To more fully understand simple patterns of MMs as a function of type and position, we pooled MM types to three categories: purine–purine, pyrimidine–pyrimidine and purine–pyrimidine MM pairs. Figure 6 shows that signal intensities of duplexes with pyrimidine–pyrimidine MM pairs were more similar to PM duplexes than purine–pyrimidine or purine–purine MM pairs. An interaction was evident at the termini of probes where differences in the normalized signal intensities among MM pairs were more pronounced towards the 3′ end of the probe. Differences in intensity values at the 5′ and 3′ end might be due to the orientation of the probe on the microarray since the 3′ end was closest to the microarray surface.

Figure 6
Average signal intensity values of MM duplexes at positions 1 to 20 normalized to signal intensity of the PM duplex by MM type. Pyrimidine:pyrimidine MMs, yellow; Purine:pyrimidine, red; Purine:purine MMs, blue.

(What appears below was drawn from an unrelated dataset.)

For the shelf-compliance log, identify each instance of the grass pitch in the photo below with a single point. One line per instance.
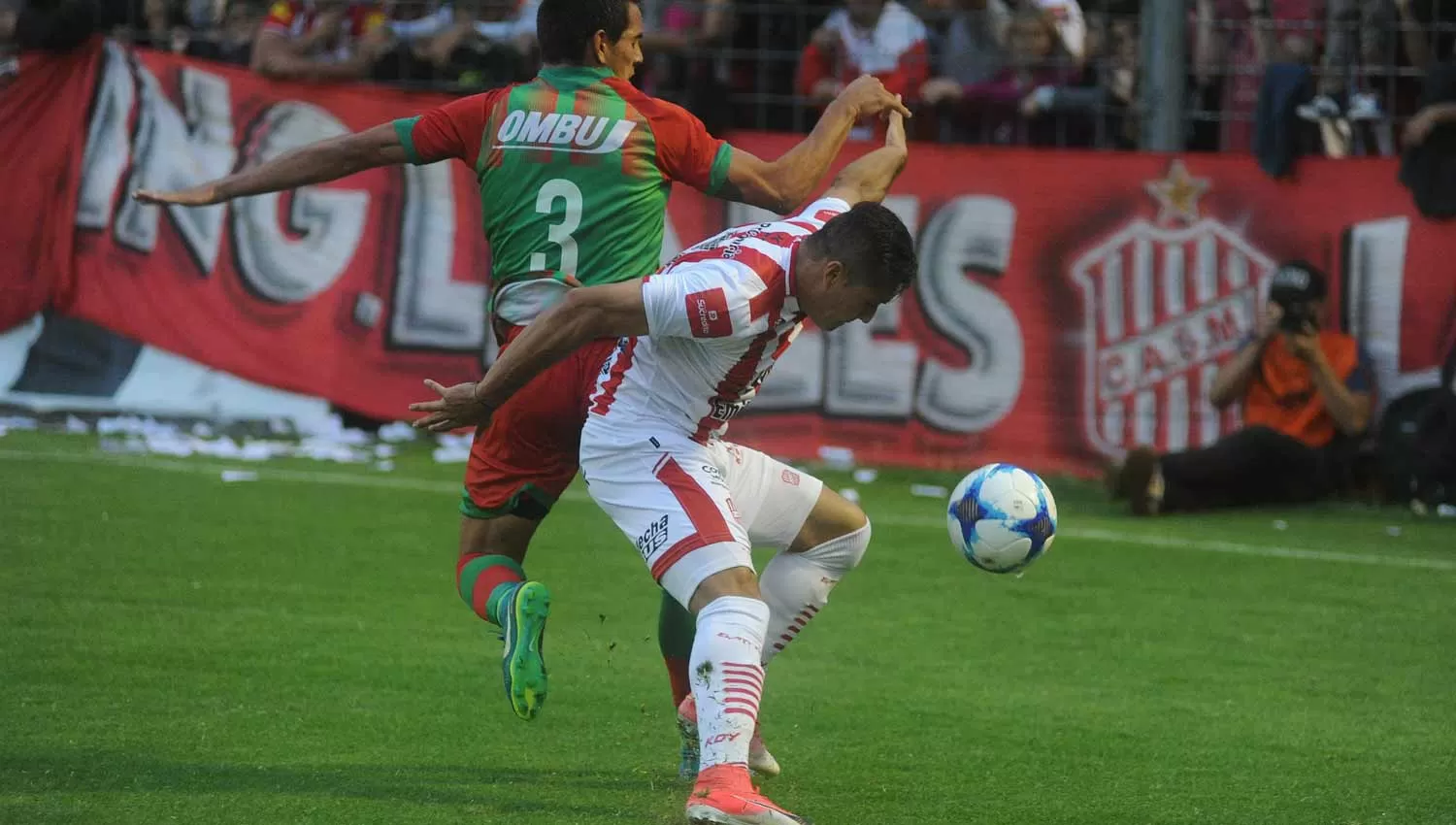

Figure 7 illustrates the effects of the type of NN that flank a MM on normalized signal intensity values. We analyzed separately the cases when a MM is located at the termini of sequence from the cases when it is located elsewhere. The reason for this is that a MM at the termini could have only one neighboring nucleotide, while in all other positions it has two neighbors. We assessed the effect of NN by categorizing probes with terminal MMs into two states: those with a purine and those with a pyrimidine neighbor. Elsewhere we grouped MMs having nucleotides flanking a MM into three categories: purines only, pyrimidines only, and purine–pyrimidine combinations. In addition to the asymmetric impact of MM type at the end of the probe described earlier, we detected asymmetry at the ends of the probe concerning NN type. Figure 7 shows that purine neighbor at the 5′ end stabilized the duplex more than pyrimidine (GT2 post-hoc test, P = 0.001). Surprisingly, at the 3′ end the opposite trend is true—although it is not statistically significant. When non-terminus mismatches were considered, the most stabilizing effect on the duplex occurred with purine flanking neighbors. Pyrimidine flanking neighbors yielded the lowest duplex stability. Purine–pyrimidine neighbors were in the middle of these two extremes (Figure 7B, all differences are significant at P = 0.001 by GT2 post-hoc test). Interactions between NN type and MM position and type are significant as previously stated. However, due to the minor effects on the variance and peculiar patterns of interaction, we excluded it from further discussion.

Figure 7
Average signal intensity values of MM duplexes categorized by nucleotide type flanking a MM in the probe sequence. Shaded cells in each row represent a homogenous set of means revealed by GT2 post-hoc analysis at α = 0.05 level. Error bars represent ...

DISCUSSION

The thermodynamic properties of nucleic acid duplex formation and dissociation in solution have been well established (29). For example, the behavior of a probe and a target sequence in solution can be predicted by using a nearest-neighbor model (30). However, duplex formation using surface-immobilized DNA oligonucleotides is less well understood, presumably due to the complex factors affecting the kinetics and thermodynamics of target capture. Some factors affecting duplex formation on DNA microarrays include: probe density, microarray surface composition and the stabilities of oligonucleotide-target duplexes, intra- and inter-molecular self-structures and RNA secondary structures (21,31,32). We reasoned that examination of the thermodynamic stabilities of probe-target duplexes using existing models might provide valuable information on the relationships between predicted stabilities of targets hybridized to immobilized probes and their corresponding signal intensity values on DNA microarrays. We also reasoned that the position and type of MM, and the nature of neighboring bases to the MM should also affect signal intensity values.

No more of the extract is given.